The other project that could have been launched is the Cavite to Laguna expressway or CALA. It is a 27.5-km six-lane expressway, in two phases.The feasibility study was completed in 2006, with high focus on it being implemented via the BOT/PPP route. From what I understand, the alignment had been surveyed and talks initiated with affected landowners and local government officials and everything is already set.

But the DPWH changed the alignment of CALA, which justified a new feasibility study. The World Bank is financing the new study. That would place the project on the World Bank/IFC pipeline. They claim they will schedule a tender by 3Q2011, after end of WB study. A more realistic timetable for tender would be 3rd week 2012. Project Cost ~P10.5 million ($233.3 million) will probably end up higher too due to time delay and new talks for right of way.

I couldn’t get a clear and justifiable reason for the realignment. I suspect, there are pressures from some politicians and businessmen with land along the new proposed alignment.

The third possible project that could be launched this year is the proposed elevated expressway that will link the North and the South expressways running on top of PNR’s current railway line. It is actually an unsolicited bid from the Metro Pacific Group of Manny Pangilinan and as such not supposed to be in the PPP list.

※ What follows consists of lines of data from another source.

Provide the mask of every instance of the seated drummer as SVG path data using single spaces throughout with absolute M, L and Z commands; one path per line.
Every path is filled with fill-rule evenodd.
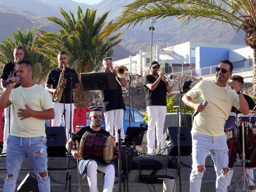
M 66 148 L 69 151 L 69 146 L 71 144 L 71 154 L 74 157 L 77 159 L 80 158 L 79 153 L 74 149 L 73 146 L 75 144 L 75 141 L 79 142 L 81 141 L 83 135 L 86 131 L 93 133 L 98 133 L 107 135 L 110 135 L 109 132 L 101 127 L 102 121 L 102 112 L 100 109 L 94 108 L 90 112 L 89 120 L 91 125 L 86 127 L 82 127 L 75 132 L 75 134 L 79 136 L 78 138 L 74 137 L 72 141 L 70 139 L 68 144 L 67 143 Z M 116 153 L 118 147 L 115 148 L 114 155 L 112 159 L 116 157 L 118 153 Z M 105 181 L 103 187 L 104 192 L 112 192 L 115 180 L 115 175 L 117 177 L 118 171 L 115 164 L 112 162 L 107 163 L 95 159 L 81 159 L 79 162 L 79 172 L 81 174 L 87 174 L 87 179 L 90 188 L 90 192 L 98 192 L 97 189 L 97 169 L 105 173 Z
M 232 76 L 230 78 L 230 80 L 229 84 L 230 88 L 232 89 L 234 89 L 234 86 L 235 86 L 235 84 L 238 84 L 238 86 L 240 87 L 240 90 L 242 90 L 243 89 L 243 85 L 244 84 L 244 77 L 237 75 Z M 253 109 L 256 105 L 254 103 L 254 101 L 253 101 L 253 99 L 251 97 L 250 97 L 250 96 L 248 96 L 245 94 L 244 94 L 244 98 L 245 98 L 249 105 L 249 109 L 250 110 L 250 113 L 255 113 L 256 111 L 253 110 Z M 240 111 L 237 110 L 236 108 L 233 107 L 232 107 L 232 108 L 231 109 L 231 112 L 234 112 L 237 115 L 239 113 L 242 113 Z M 233 169 L 230 169 L 228 173 L 229 175 L 229 179 L 228 180 L 228 189 L 229 189 L 229 186 L 231 182 L 231 178 L 232 178 L 232 176 L 233 175 Z M 252 176 L 252 178 L 254 178 L 253 169 L 251 168 L 246 168 L 246 173 L 249 174 L 251 176 Z M 247 177 L 245 177 L 245 178 L 247 179 Z M 250 189 L 251 190 L 254 190 L 255 189 L 255 186 L 254 185 L 254 182 L 251 180 L 249 180 L 249 185 L 250 186 Z

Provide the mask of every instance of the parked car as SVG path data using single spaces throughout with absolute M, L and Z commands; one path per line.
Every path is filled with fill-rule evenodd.
M 91 107 L 89 108 L 96 108 L 96 107 Z M 102 106 L 98 106 L 98 108 L 102 108 Z M 126 129 L 129 127 L 129 108 L 125 107 L 125 110 L 123 111 L 123 129 L 124 131 L 124 134 L 126 132 Z M 131 127 L 138 127 L 141 123 L 144 123 L 144 120 L 143 119 L 143 115 L 140 113 L 140 112 L 136 109 L 134 109 L 134 121 L 133 121 L 133 109 L 132 108 L 130 108 L 131 111 Z M 91 122 L 88 119 L 89 117 L 89 113 L 86 114 L 86 125 L 89 125 L 91 124 Z M 105 129 L 106 123 L 105 122 L 105 117 L 103 116 L 102 120 L 102 123 L 101 123 L 101 127 Z M 115 131 L 114 131 L 114 132 Z

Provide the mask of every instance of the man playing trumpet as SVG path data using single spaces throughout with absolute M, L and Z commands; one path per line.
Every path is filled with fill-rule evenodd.
M 164 124 L 166 115 L 166 92 L 171 93 L 171 87 L 164 78 L 164 72 L 158 72 L 160 65 L 157 61 L 151 62 L 150 74 L 144 79 L 144 91 L 146 93 L 146 110 L 148 115 L 146 132 L 147 153 L 154 154 L 156 146 L 154 144 L 155 127 L 156 126 L 157 145 L 163 136 Z
M 127 85 L 126 81 L 124 78 L 119 78 L 116 70 L 113 69 L 112 58 L 106 57 L 103 60 L 103 67 L 105 72 L 115 72 L 117 81 L 122 86 L 125 87 Z M 120 84 L 117 82 L 117 89 L 110 89 L 101 91 L 102 96 L 103 111 L 106 122 L 106 131 L 109 132 L 111 135 L 113 135 L 113 125 L 115 128 L 116 141 L 118 141 L 118 129 L 121 129 L 121 138 L 124 139 L 123 131 L 123 110 L 125 110 L 125 106 L 122 98 L 122 88 Z

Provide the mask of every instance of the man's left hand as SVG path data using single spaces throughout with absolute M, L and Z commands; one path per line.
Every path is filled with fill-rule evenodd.
M 236 81 L 230 82 L 229 84 L 229 87 L 232 89 L 234 89 L 236 92 L 238 92 L 241 89 L 239 85 Z
M 25 109 L 22 109 L 19 108 L 19 110 L 21 112 L 18 112 L 17 114 L 18 115 L 18 117 L 22 117 L 21 120 L 23 120 L 26 118 L 28 118 L 32 116 L 33 110 L 27 104 L 25 104 L 26 108 Z

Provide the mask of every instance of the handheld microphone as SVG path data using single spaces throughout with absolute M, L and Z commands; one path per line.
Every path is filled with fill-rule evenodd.
M 208 104 L 208 102 L 207 101 L 205 101 L 203 103 L 202 105 L 204 106 L 207 106 L 207 105 Z M 195 113 L 194 114 L 193 116 L 192 116 L 193 118 L 194 118 L 195 116 L 196 115 L 198 114 L 199 112 L 199 111 L 195 111 Z
M 18 81 L 20 81 L 20 78 L 19 77 L 15 77 Z M 12 84 L 12 83 L 14 83 L 14 82 L 12 81 L 7 81 L 6 82 L 5 82 L 4 84 L 3 84 L 3 86 L 8 85 L 8 84 Z

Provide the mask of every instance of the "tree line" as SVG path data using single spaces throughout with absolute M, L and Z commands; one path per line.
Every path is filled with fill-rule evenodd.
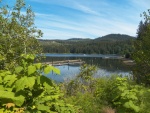
M 44 53 L 127 54 L 134 37 L 110 34 L 97 39 L 40 40 Z

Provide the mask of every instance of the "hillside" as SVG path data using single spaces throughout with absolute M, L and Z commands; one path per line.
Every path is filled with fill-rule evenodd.
M 134 37 L 109 34 L 96 39 L 40 40 L 44 53 L 126 54 L 133 51 Z
M 98 37 L 95 40 L 96 41 L 127 41 L 135 39 L 135 37 L 124 35 L 124 34 L 108 34 L 102 37 Z

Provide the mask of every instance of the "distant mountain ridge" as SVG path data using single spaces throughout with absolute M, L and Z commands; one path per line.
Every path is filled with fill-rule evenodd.
M 125 35 L 125 34 L 108 34 L 102 37 L 98 37 L 94 40 L 96 41 L 126 41 L 135 39 L 135 37 Z
M 126 40 L 131 40 L 135 39 L 133 36 L 125 35 L 125 34 L 108 34 L 102 37 L 98 37 L 95 39 L 90 39 L 90 38 L 70 38 L 66 40 L 61 40 L 61 39 L 39 39 L 40 41 L 126 41 Z

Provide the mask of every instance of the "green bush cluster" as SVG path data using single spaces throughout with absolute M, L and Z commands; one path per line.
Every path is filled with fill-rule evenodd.
M 149 113 L 149 88 L 119 75 L 94 78 L 85 75 L 87 71 L 92 72 L 93 66 L 84 65 L 83 68 L 76 79 L 64 83 L 66 101 L 80 106 L 83 113 Z

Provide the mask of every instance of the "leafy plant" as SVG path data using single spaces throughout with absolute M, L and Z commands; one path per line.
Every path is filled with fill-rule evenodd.
M 43 75 L 43 72 L 60 74 L 60 71 L 41 63 L 30 63 L 33 59 L 33 55 L 22 55 L 13 72 L 0 71 L 0 111 L 76 112 L 74 106 L 63 101 L 59 87 Z

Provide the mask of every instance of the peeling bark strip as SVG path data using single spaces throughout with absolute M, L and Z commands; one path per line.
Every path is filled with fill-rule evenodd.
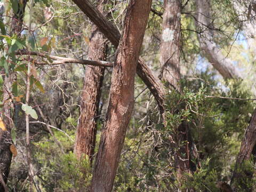
M 103 6 L 107 2 L 108 0 L 101 0 L 98 5 L 99 10 L 102 12 Z M 106 60 L 106 39 L 95 26 L 92 27 L 90 39 L 89 52 L 90 59 Z M 97 118 L 95 117 L 99 115 L 98 109 L 104 71 L 105 68 L 102 67 L 87 67 L 86 69 L 82 95 L 81 114 L 75 143 L 75 153 L 78 159 L 85 155 L 92 161 L 97 131 Z
M 180 0 L 165 0 L 160 50 L 162 79 L 180 93 Z
M 111 43 L 117 47 L 120 40 L 121 34 L 117 28 L 112 23 L 94 7 L 89 0 L 73 0 L 90 19 L 99 28 Z M 137 72 L 154 96 L 162 114 L 164 111 L 164 91 L 161 82 L 153 75 L 141 57 L 139 59 Z
M 108 112 L 95 161 L 91 191 L 110 192 L 134 105 L 136 67 L 151 0 L 131 0 L 112 74 Z
M 213 32 L 210 29 L 213 28 L 210 14 L 211 0 L 196 0 L 196 26 L 201 31 L 197 37 L 206 58 L 223 78 L 242 78 L 232 61 L 221 53 L 213 39 Z
M 181 1 L 165 0 L 164 6 L 165 11 L 163 15 L 160 49 L 162 77 L 167 83 L 167 86 L 171 85 L 180 94 L 182 94 L 179 84 Z M 180 185 L 184 182 L 185 173 L 193 174 L 197 169 L 196 165 L 191 159 L 194 158 L 197 161 L 198 155 L 190 135 L 189 128 L 188 125 L 183 122 L 178 127 L 175 127 L 177 133 L 172 133 L 171 135 L 174 141 L 172 143 L 173 148 L 179 148 L 175 151 L 174 156 L 175 166 L 177 167 L 177 179 Z
M 78 59 L 71 58 L 66 58 L 63 57 L 48 55 L 43 53 L 41 53 L 36 51 L 28 51 L 26 50 L 20 50 L 15 52 L 16 55 L 37 55 L 45 58 L 49 58 L 53 60 L 52 63 L 46 63 L 46 62 L 38 62 L 35 61 L 34 63 L 36 65 L 61 65 L 66 63 L 77 63 L 85 65 L 92 66 L 101 66 L 101 67 L 113 67 L 113 63 L 110 62 L 107 62 L 105 61 L 100 60 L 86 60 L 86 59 Z
M 26 0 L 23 1 L 22 6 L 18 3 L 18 12 L 14 13 L 12 18 L 12 33 L 17 34 L 18 37 L 20 36 L 22 30 L 26 3 Z M 10 146 L 12 144 L 10 133 L 13 126 L 12 116 L 14 109 L 13 103 L 9 99 L 12 97 L 12 84 L 16 78 L 16 74 L 13 71 L 10 71 L 8 76 L 4 77 L 3 86 L 3 106 L 1 115 L 7 131 L 3 131 L 0 129 L 0 174 L 2 174 L 5 183 L 6 183 L 7 181 L 12 161 L 12 154 L 10 150 Z M 4 187 L 1 183 L 0 191 L 4 191 Z

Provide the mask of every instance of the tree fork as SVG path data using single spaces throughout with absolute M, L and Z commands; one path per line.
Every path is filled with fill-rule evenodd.
M 110 192 L 134 105 L 136 67 L 151 0 L 131 0 L 112 73 L 105 126 L 95 161 L 91 192 Z

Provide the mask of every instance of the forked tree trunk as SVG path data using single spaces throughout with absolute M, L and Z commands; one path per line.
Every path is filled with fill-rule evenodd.
M 162 43 L 160 61 L 162 65 L 162 77 L 167 86 L 171 85 L 180 94 L 182 94 L 180 84 L 180 52 L 181 34 L 181 0 L 165 0 L 163 15 Z M 174 153 L 175 167 L 177 167 L 178 180 L 183 182 L 186 173 L 193 173 L 196 165 L 192 162 L 198 157 L 197 151 L 189 133 L 189 127 L 186 122 L 181 123 L 172 133 L 173 147 L 179 148 Z M 192 154 L 195 155 L 192 157 Z
M 24 1 L 22 6 L 18 4 L 18 12 L 14 13 L 12 21 L 12 33 L 20 36 L 22 28 L 22 22 L 24 17 L 27 1 Z M 2 174 L 4 182 L 7 181 L 10 167 L 12 161 L 12 154 L 10 150 L 10 146 L 12 143 L 11 131 L 13 127 L 14 103 L 12 98 L 12 85 L 16 80 L 16 74 L 13 71 L 9 71 L 8 76 L 4 77 L 3 91 L 3 110 L 1 116 L 7 131 L 4 131 L 0 129 L 0 174 Z M 0 183 L 0 191 L 4 191 L 3 185 Z
M 101 0 L 98 9 L 102 12 L 107 0 Z M 90 60 L 106 60 L 106 43 L 103 35 L 97 27 L 92 27 L 89 52 Z M 94 152 L 97 131 L 97 117 L 100 99 L 101 88 L 105 68 L 98 66 L 86 67 L 82 94 L 81 114 L 76 131 L 75 153 L 79 159 L 87 155 L 91 161 Z
M 180 18 L 181 1 L 165 0 L 160 50 L 161 77 L 167 85 L 181 93 L 180 85 Z
M 244 164 L 254 155 L 256 155 L 256 109 L 251 119 L 249 125 L 245 130 L 244 138 L 241 143 L 240 151 L 236 159 L 235 170 L 233 172 L 231 185 L 235 188 L 239 188 L 244 191 L 251 191 L 252 186 L 249 183 L 252 181 L 253 170 L 249 170 L 246 168 Z
M 106 124 L 95 161 L 91 191 L 110 192 L 134 105 L 134 77 L 151 0 L 131 0 L 117 51 Z
M 72 1 L 77 5 L 86 16 L 98 27 L 99 30 L 106 36 L 114 46 L 117 47 L 121 35 L 116 26 L 108 21 L 106 17 L 93 6 L 89 0 Z M 139 59 L 137 73 L 154 96 L 160 111 L 163 115 L 164 112 L 164 99 L 165 92 L 163 90 L 163 84 L 157 78 L 154 76 L 152 72 L 147 66 L 141 57 L 140 57 Z

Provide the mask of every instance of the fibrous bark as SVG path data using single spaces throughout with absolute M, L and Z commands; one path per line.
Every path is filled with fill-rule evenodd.
M 165 0 L 163 15 L 160 62 L 162 79 L 181 92 L 180 52 L 181 2 Z
M 121 34 L 117 27 L 108 21 L 89 0 L 73 0 L 90 19 L 98 27 L 111 43 L 117 47 Z M 141 57 L 139 59 L 137 73 L 154 96 L 162 114 L 164 111 L 164 91 L 161 82 L 153 75 Z
M 232 61 L 223 55 L 213 40 L 211 1 L 196 0 L 196 26 L 199 33 L 197 36 L 204 55 L 225 78 L 242 78 Z
M 101 12 L 107 0 L 101 0 L 98 6 Z M 92 27 L 89 52 L 90 59 L 105 61 L 106 44 L 103 35 L 95 26 Z M 86 67 L 82 95 L 81 114 L 77 128 L 75 153 L 78 158 L 87 155 L 92 161 L 97 131 L 97 119 L 101 87 L 105 68 L 99 66 Z
M 22 28 L 23 18 L 26 8 L 27 1 L 23 2 L 22 6 L 18 3 L 18 12 L 14 13 L 12 21 L 11 31 L 12 34 L 20 36 Z M 6 183 L 9 174 L 10 167 L 12 161 L 12 154 L 10 150 L 10 146 L 12 144 L 11 131 L 13 127 L 14 103 L 12 98 L 12 85 L 16 79 L 16 75 L 13 71 L 9 71 L 8 75 L 4 77 L 3 86 L 3 110 L 2 118 L 5 125 L 7 131 L 3 131 L 0 129 L 0 173 L 3 174 L 3 178 Z M 4 191 L 4 188 L 0 183 L 0 191 Z
M 109 101 L 92 180 L 91 191 L 111 191 L 134 105 L 136 67 L 151 5 L 131 0 L 113 68 Z

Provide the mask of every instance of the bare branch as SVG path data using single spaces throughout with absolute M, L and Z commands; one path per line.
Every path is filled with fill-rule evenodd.
M 102 67 L 113 67 L 113 63 L 107 62 L 107 61 L 93 61 L 90 60 L 84 60 L 84 59 L 78 59 L 71 58 L 65 58 L 63 57 L 59 56 L 53 56 L 53 55 L 47 55 L 47 54 L 40 53 L 35 51 L 28 51 L 27 50 L 21 50 L 16 52 L 16 55 L 37 55 L 42 58 L 50 59 L 54 60 L 52 63 L 45 63 L 45 62 L 37 62 L 38 65 L 61 65 L 66 63 L 78 63 L 82 65 L 86 65 L 90 66 L 102 66 Z

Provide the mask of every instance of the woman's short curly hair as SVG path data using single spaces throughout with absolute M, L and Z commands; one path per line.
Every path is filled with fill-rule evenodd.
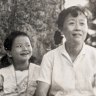
M 82 6 L 71 6 L 71 7 L 67 8 L 67 9 L 63 9 L 60 12 L 60 14 L 58 16 L 58 20 L 57 20 L 58 28 L 60 30 L 62 30 L 65 18 L 69 14 L 71 14 L 73 17 L 77 17 L 78 12 L 83 13 L 86 16 L 88 21 L 92 19 L 92 14 L 91 14 L 91 12 L 89 11 L 88 8 L 85 8 L 85 7 L 82 7 Z

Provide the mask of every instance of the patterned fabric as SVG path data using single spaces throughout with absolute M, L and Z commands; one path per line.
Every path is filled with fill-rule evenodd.
M 2 68 L 4 96 L 33 96 L 37 86 L 39 66 L 30 63 L 29 70 L 15 71 L 13 65 Z

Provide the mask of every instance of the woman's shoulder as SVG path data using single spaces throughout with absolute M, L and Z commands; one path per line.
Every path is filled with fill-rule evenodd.
M 36 71 L 40 69 L 40 65 L 37 65 L 35 63 L 30 63 L 30 68 Z
M 9 72 L 11 72 L 12 70 L 12 65 L 8 66 L 8 67 L 4 67 L 0 69 L 0 74 L 7 74 Z

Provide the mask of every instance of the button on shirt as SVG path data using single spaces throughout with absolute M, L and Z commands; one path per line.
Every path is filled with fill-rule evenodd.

It would be better to convert it into a solicited mode. It is a less risky path, aside from consistency with P-Noy’s transparency policy. The bigger danger of proceeding on the unsolicited path is the opportunity it opens to opponents of the administration to say that P-Noy is favoring MVP because of previous links of Babes Singson with MVP.

This project also has a major problem involving “air rights”. Apparently, PNR raised money in the past by mortgaging the “air rights” over its tracks and failed to pay so the “air rights” were foreclosed. Air rights are supposed to be the rights above one’s real estate property which apparently can be bought and sold separate from one’s right over the land.

There are various theories on how this concept is or is not legally tenable in this country. One view states it is a worthless piece of paper that has no legal basis. But that’s neither here nor there. The important thing is, no lenders will be willing to extend credit to MetroPac on the Link Expressway, unless that air right issue is validated. In short, doubts about it would choke financing. So it would be safer to assume that it exists.

The latest report on this “air rights” is that it had fallen into the lap of the Home Guarantee Corporation (HGC), a government corporation. I understand HGC values these “air rights” over the PNR tracks at P2.4 billion! Until this issue is resolved, the Link expressway over the PNR tracks can’t break ground this year either.

If you go down the list of all the other projects in their PPP list, the situation is even worse… bureaucrats are asking for new studies.

I hope Sec. Purisima does not think we have been over critical of PPP. In fact, we want his promised 10 projects this year to be realized by pointing out problems that are delaying things. There is nothing more I would like than to be proven wrong on my fears about PPP because that would give the best outcome for the country.

Unless they do something drastic with their processes and thinking, P-Noy won’t be able to claim a single PPP project on-stream when he delivers his SONA in July 2011. The bureaucrats and their usual foreign partners in crime should be told to stop doing things the old, tired and ineffective way. Yes, stop studying and start shoveling.